An Even Break
Summary
A sun-dappled Arcadia fractures under the electric glare of Broadway marquees when Claire Curtis—part sylph, part steel—trades meadowlarks for footlights, her silhouette swallowed by the velvet maw of the city. Jimmie Strong, tinkerer of gears and daydreams, follows with a contraption that hums like a secret; his heart, still rustic, beats in 3/4 time for the girl who now glows under carbon-arc moons. Back home, two Harding brothers—mirror images of avarice—cast long shadows across the workshop floor, their fingers itching to stamp another man’s miracle with their own seal. Into this crucible glides Mary, country dew still in her hair, announcing a hunger for Jimmie that rewrites every loyalty. Claire’s renunciation is no mere self-sacrifice; it is a curtain falling on her own soul, the spotlight left blazing for an understudy who will never own the role. Yet when patent papers start to bleed ink and banknotes turn to ash, the triangle buckles: Mary’s devotion cools, Claire’s armor cracks, and the trio race midnight trains toward a barn that smells of sawdust and betrayal, hoping to snatch a future already auctioned to the highest smirk.
Synopsis
Claire Curtis, Jimmie Strong and Mary have spent their childhood together in the country.

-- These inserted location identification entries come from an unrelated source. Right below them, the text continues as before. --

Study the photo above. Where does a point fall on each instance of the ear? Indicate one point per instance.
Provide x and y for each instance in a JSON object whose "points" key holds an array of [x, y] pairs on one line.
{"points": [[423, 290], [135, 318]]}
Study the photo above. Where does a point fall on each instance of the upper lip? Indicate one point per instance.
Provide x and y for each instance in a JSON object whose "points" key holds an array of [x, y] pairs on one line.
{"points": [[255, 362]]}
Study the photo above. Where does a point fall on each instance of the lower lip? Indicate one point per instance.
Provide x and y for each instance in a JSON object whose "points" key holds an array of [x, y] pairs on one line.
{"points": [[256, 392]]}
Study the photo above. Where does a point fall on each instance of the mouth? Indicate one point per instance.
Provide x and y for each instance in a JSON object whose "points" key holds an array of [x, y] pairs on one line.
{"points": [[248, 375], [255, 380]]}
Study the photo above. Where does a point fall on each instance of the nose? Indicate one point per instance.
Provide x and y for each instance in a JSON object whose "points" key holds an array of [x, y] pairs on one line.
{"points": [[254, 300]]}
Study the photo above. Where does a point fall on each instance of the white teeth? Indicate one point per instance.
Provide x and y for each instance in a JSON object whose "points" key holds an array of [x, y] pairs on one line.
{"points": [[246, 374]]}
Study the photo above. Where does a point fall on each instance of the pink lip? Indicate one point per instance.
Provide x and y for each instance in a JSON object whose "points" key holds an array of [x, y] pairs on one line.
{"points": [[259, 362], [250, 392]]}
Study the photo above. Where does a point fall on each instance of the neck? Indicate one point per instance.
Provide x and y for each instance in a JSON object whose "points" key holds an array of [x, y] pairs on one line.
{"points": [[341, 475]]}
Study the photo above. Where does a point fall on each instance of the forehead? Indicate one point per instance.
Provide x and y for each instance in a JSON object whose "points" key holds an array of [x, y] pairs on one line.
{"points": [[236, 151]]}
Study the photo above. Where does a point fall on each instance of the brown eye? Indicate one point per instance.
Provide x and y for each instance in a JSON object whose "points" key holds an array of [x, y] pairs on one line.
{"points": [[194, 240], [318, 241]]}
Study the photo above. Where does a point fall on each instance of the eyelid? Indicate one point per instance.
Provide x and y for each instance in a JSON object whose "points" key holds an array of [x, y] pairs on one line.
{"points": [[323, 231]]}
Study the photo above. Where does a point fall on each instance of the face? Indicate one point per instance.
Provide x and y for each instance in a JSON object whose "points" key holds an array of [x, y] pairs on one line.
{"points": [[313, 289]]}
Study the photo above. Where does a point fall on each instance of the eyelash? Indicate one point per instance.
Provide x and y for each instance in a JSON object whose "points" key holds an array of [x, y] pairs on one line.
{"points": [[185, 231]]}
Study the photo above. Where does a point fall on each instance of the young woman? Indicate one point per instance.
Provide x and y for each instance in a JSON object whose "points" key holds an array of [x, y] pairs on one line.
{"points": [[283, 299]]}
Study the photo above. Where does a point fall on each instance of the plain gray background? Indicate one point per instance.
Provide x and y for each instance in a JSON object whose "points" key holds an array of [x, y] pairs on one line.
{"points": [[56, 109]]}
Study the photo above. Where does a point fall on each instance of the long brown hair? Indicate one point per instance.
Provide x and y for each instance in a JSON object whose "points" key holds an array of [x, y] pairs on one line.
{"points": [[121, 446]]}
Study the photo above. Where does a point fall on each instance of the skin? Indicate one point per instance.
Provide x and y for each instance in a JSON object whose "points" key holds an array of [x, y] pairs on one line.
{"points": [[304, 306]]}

Upon reaching adulthood, Claire goes to New York and becomes a success on stage. Jimmie, who has always dreamed of becoming an inventor, goes to New York to sell the machine he invented, and there he renews his acquaintance with Claire. Soon their old friendship ripens into love. Meanwhile, back in the country, Ralph and David Harding, who are making Jimmie's machine, plan to steal the right to it. Back in New York, Mary appears and informs Claire that she loves Jimmie, and the actress resolves to give her a chance to win him. When it appears that the Hardings' scheme to steal Jimmie's machine will succeed, however, Mary's ardor turns cold. Claire and Jimmie then rush back to the country in time to avert the takeover and save his firm from bankruptcy.